Releases: ClayGendron/vfs

v0.0.22

23 Apr 00:34

Choose a tag to compare

What's Changed

Added

  • PostgresFileSystem (story 003) — native Postgres backend with pgvector-backed embeddings, native lexical (tsvector + plainto_tsquery) and semantic search, regex pushdown, and explicit schema verification. Respects the model-declared pgvector operator class (vector_cosine_ops, vector_ip_ops, vector_l2_ops) for both distance operator selection (<=>, <#>, <->) and score normalization.
  • Native Postgres pattern-search contract — partial trigram GIN + B-tree text_pattern_ops indexes on vfs_objects.path and .content; verify_native_search_schema fails fast if the required artifacts are missing.
  • Native Postgres meeting_subgraph (story 004) — server-side PL/pgSQL Steiner-tree traversal installed via install_native_graph_schema() and verified at startup.
  • Native MSSQL meeting_subgraph — T-SQL stored procedure with a TVP (GroverSeedList) seed-list input; override routes through a raw aioodbc cursor since SQLAlchemy bindparam can't plumb TVPs.
  • Native MSSQL pushdown for predecessors, successors, ancestors, descendants, neighborhood — previously delegated to the in-memory rustworkx path.
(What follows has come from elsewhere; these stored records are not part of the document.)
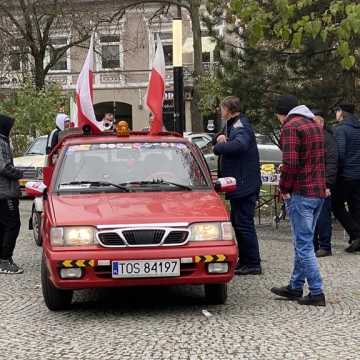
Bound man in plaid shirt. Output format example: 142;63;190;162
271;96;326;306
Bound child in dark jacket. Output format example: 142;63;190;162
312;109;338;257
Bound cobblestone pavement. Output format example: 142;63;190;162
0;201;360;360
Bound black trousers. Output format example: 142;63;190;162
230;193;261;266
332;178;360;241
0;199;20;259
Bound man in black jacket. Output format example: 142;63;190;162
0;115;23;274
214;96;262;275
332;104;360;252
312;109;338;257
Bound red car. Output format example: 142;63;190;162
29;126;238;310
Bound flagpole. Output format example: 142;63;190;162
173;13;185;134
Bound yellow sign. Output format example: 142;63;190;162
62;260;96;268
194;254;226;263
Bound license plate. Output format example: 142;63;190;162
112;259;180;278
19;180;28;186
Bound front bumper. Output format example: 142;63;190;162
44;241;238;289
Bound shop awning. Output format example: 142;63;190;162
183;36;216;54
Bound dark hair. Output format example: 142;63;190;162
221;96;241;114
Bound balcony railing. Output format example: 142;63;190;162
0;63;217;90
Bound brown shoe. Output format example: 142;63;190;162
298;293;326;306
315;249;332;257
345;239;360;253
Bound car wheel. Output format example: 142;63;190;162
205;284;227;305
31;209;42;246
41;258;73;311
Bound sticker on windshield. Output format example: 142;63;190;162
67;144;91;152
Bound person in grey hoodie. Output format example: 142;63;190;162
271;96;326;306
332;104;360;252
0;114;23;274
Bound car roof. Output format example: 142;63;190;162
62;133;189;145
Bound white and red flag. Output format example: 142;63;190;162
76;34;103;134
145;37;165;134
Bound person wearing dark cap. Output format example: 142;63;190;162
311;109;338;257
0;114;23;274
332;104;360;252
271;96;326;306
Seed/exclusion sets bind as JSON strings unpacked via OPENJSON with an explicit NVARCHAR(450) schema; multi-hop traversals drive a Python BFS loop over single-hop SQL queries to avoid MSSQL's recursive-CTE UNION ALL cycle hazard.
  • /.vfs sidecar namespace (story 002) — canonical /.vfs/<path>/__meta__/... layout for edge storage and metadata. Replaces the prior child-of-file metadata namespace; mkconn is removed.

Changed

  • Result schema unified — the Candidate / Detail chain is collapsed into a flat Entry row with operation metadata hoisted onto the envelope. Backends and the query executor now reason in terms of column projection instead of shape dispatch.
  • Constitution rewritten around four primitives (Namespace, Entry, Revision, Operation) with RFC 2119 precedence language.
  • in_degree / out_degree dropped from VFSObjectBase, Entry projection, and result defaults — graph degrees are no longer part of the entry payload.
  • path / parent_path max length restored to 4096 so SQLModel.metadata.create_all targets SQL Server's VARCHAR(8000) ceiling; deepest sidecar paths (/.vfs/<path>/__meta__/versions) now have headroom.
  • MSSQLFileSystem._grep_impl — WHERE body extracted so the two FROM / ORDER BY branches no longer duplicate the filter body.
  • context/ workspace — research/ migrated into context/standards/, context/stories/, context/learnings/; legacy docs and demo DB fixtures pruned.

Fixed

  • VectorType.process_result_value — reject str / bytes before the iterable fallback so the expected ValueError("expected iterable pgvector value") is raised instead of a downstream per-character float parse error.
  • CI coverage restored above the 99% gate with focused tests for Postgres inverse-edge projections, path/vector helper error handling, model/result rendering, and routing/parser/base/permission edge cases.
  • CI lint / format / type-check regressions from the native search backend work — touched files now pass ruff check, ruff format --check, and ty check src/.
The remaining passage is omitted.